Several diagnostic tests may be performed to establish a diagnosis of Crohn’s ileitis. Based on symptoms, blood tests may be conducted to check for markers indicative of infection and antibody presence. A colonoscopy is usually administered to evaluate the condition of the colon and assess intestinal inflammation. Additional imaging tests may be performed to evaluate the condition and functionality of the lower bowel.
There is no known cause for the development of Crohn's ileitis. Research has demonstrated that many individuals with Crohn’s ileitis share a genetic mutation that may play a significant role in disease development. A hypersensitive immuno-response to a pathogenic presence, such as bacteria, within the gastrointestinal tract is also suspected of contributing to the disease's onset. The regular use of tobacco and over-the-counter (OTC) nonsteroidal-based analgesic medications may also induce Crohn's ileitis symptoms.
The severity and presentation of one's symptoms is generally dependent on the extent of the intestinal inflammation. Fluid accumulation within the bowel often contributes to acute episodes of diarrhea. Tissue ulceration and intestinal irritation can lead to intense abdominal cramping and the passage of blood in one’s stool. Symptomatic individuals may also experience pronounced fatigue and unintended weight loss.
If symptoms remain untreated, individuals may be at significant risk for complications. Ulceration can cause affected tissues to scar and thicken, leading to the formation of a fistula or bowel obstruction. Chronic or severe diarrhea and abdominal discomfort can significantly impair one's appetite and digestive function increasing the risk for malnutrition. Consequently, prolonged nutrient deprivation can result in calcium and vitamin deficiencies, osteoporosis, and anemia.

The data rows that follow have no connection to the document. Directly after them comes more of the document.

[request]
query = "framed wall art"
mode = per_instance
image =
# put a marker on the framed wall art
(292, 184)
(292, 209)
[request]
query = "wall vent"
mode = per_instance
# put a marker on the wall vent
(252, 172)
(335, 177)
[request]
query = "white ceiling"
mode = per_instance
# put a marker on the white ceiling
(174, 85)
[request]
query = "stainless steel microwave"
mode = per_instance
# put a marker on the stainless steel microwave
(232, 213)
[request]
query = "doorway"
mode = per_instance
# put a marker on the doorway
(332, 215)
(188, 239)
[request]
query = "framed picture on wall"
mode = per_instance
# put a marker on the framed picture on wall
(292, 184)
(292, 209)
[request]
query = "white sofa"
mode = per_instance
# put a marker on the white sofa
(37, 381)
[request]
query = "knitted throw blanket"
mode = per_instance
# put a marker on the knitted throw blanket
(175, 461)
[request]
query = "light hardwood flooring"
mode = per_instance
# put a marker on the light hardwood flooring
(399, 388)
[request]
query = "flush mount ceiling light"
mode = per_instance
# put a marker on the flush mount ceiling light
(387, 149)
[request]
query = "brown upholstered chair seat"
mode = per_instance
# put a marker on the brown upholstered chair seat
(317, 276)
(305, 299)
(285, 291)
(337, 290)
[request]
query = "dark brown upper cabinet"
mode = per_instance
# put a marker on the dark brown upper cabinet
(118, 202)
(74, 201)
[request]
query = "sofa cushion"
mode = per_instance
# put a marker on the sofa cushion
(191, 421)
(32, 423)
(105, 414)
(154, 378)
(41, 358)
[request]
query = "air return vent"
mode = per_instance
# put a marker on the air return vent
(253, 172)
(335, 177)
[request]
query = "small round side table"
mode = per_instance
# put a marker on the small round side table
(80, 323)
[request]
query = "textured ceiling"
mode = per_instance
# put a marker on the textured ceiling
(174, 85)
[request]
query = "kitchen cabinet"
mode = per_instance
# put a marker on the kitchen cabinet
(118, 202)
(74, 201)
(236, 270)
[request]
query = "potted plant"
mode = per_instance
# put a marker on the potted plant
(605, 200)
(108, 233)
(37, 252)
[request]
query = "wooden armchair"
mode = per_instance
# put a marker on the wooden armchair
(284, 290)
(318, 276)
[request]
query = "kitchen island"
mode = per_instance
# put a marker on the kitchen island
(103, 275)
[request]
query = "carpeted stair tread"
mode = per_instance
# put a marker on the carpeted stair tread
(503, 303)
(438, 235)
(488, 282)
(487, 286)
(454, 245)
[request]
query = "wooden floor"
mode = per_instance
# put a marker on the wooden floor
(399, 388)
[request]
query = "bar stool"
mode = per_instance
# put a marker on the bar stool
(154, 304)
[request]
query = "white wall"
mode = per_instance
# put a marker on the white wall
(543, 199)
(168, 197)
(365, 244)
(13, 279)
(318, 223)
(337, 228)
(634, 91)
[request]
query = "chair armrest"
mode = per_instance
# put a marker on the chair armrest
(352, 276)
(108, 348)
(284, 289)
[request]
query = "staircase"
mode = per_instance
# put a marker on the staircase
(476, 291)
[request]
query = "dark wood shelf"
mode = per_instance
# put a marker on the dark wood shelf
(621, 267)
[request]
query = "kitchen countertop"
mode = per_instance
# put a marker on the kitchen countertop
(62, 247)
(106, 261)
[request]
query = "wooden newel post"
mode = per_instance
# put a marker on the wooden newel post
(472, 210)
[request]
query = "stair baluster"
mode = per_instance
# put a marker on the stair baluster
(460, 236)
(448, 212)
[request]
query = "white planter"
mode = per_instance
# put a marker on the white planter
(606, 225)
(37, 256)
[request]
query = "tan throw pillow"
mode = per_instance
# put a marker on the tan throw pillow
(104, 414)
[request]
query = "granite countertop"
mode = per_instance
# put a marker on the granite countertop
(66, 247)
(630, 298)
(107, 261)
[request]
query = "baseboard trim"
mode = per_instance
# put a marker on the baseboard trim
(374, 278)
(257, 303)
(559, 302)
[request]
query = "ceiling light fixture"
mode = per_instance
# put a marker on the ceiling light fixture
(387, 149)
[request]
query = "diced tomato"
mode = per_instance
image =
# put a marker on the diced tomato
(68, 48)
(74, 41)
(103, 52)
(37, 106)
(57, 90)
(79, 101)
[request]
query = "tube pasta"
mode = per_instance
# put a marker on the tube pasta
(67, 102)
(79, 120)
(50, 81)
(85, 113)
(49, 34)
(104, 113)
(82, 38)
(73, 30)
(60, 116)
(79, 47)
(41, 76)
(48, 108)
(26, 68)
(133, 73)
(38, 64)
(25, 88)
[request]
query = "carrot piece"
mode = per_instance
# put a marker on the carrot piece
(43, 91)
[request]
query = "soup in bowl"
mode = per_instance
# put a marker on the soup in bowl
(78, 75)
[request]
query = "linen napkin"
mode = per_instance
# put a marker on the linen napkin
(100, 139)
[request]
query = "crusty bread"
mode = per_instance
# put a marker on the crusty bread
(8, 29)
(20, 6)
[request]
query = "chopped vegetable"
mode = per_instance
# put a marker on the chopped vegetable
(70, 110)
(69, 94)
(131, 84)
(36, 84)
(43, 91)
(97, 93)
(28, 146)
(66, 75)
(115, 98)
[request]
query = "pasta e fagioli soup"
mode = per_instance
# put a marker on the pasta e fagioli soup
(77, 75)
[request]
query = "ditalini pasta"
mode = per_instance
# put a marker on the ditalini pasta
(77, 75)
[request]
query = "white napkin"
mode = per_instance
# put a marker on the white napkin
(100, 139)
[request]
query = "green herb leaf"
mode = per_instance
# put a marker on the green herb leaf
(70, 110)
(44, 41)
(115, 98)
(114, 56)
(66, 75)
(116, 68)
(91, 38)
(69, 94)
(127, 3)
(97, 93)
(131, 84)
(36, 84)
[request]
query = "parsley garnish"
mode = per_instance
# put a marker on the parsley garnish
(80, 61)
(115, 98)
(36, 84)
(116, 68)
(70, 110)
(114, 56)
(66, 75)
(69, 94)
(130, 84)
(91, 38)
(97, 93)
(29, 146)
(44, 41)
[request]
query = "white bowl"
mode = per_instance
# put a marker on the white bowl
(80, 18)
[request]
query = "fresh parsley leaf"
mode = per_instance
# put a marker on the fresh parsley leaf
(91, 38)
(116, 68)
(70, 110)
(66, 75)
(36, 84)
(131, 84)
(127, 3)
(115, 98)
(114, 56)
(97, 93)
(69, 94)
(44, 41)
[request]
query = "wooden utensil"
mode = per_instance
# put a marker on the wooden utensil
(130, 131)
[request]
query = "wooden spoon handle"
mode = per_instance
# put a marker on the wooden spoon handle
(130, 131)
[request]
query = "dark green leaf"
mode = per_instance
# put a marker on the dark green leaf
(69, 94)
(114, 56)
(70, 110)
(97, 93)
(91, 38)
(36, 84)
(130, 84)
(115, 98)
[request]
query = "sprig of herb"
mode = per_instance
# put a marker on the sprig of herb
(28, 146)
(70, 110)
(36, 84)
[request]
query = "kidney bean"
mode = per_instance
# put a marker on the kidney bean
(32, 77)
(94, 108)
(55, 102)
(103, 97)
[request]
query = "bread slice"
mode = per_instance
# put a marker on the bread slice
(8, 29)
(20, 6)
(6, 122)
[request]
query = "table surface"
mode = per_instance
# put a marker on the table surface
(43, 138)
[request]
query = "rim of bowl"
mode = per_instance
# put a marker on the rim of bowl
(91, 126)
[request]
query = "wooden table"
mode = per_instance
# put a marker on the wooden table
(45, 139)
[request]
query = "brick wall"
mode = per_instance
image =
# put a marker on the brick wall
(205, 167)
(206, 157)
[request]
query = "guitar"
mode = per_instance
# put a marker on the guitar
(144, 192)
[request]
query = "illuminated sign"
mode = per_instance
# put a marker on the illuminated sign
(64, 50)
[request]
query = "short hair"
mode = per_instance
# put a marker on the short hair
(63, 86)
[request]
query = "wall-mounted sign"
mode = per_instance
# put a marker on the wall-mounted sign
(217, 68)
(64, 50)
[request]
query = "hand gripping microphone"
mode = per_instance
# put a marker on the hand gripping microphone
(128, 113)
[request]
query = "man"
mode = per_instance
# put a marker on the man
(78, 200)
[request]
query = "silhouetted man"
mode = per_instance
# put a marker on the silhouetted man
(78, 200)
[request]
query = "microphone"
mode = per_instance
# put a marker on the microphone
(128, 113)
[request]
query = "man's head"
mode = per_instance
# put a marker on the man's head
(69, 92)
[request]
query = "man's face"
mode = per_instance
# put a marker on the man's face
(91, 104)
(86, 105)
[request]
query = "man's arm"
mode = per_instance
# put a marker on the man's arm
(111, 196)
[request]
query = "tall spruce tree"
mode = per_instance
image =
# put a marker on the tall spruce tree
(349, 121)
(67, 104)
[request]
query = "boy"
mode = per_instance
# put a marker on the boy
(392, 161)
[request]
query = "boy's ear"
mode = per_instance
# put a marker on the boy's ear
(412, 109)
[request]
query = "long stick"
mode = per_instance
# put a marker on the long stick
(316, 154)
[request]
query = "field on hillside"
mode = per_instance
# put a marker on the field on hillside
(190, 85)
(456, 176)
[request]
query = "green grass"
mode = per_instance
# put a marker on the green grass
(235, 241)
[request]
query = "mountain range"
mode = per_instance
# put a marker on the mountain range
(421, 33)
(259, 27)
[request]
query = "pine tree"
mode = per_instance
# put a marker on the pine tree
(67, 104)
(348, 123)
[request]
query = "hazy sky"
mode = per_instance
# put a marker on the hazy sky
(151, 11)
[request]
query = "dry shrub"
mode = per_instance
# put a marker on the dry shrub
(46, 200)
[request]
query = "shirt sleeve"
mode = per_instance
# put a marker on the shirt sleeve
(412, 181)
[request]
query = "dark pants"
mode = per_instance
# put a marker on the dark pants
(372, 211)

The usual way to manage symptoms is with medication. Immuno-suppressant and anti-inflammatory medications are often prescribed to ease inflammation, but they possess a considerable risk for side effects when used long term. Anti-diarrheal and acetaminophen-based analgesicss may also be given to alleviate loose bowels and abdominal discomfort. Individuals with significant digestive impairment may be placed on a feeding tube to reduce stress on the bowel.
Those who demonstrate moderate to severe Crohn's ileitis symptoms that prove unmanageable may undergo surgery to repair the diseased bowel. Surgery often results in temporary remission, but it is not uncommon for symptoms to return, necessitating additional procedures. Post-operative therapy frequently involves continued drug therapy and dietary changes to manage flareups.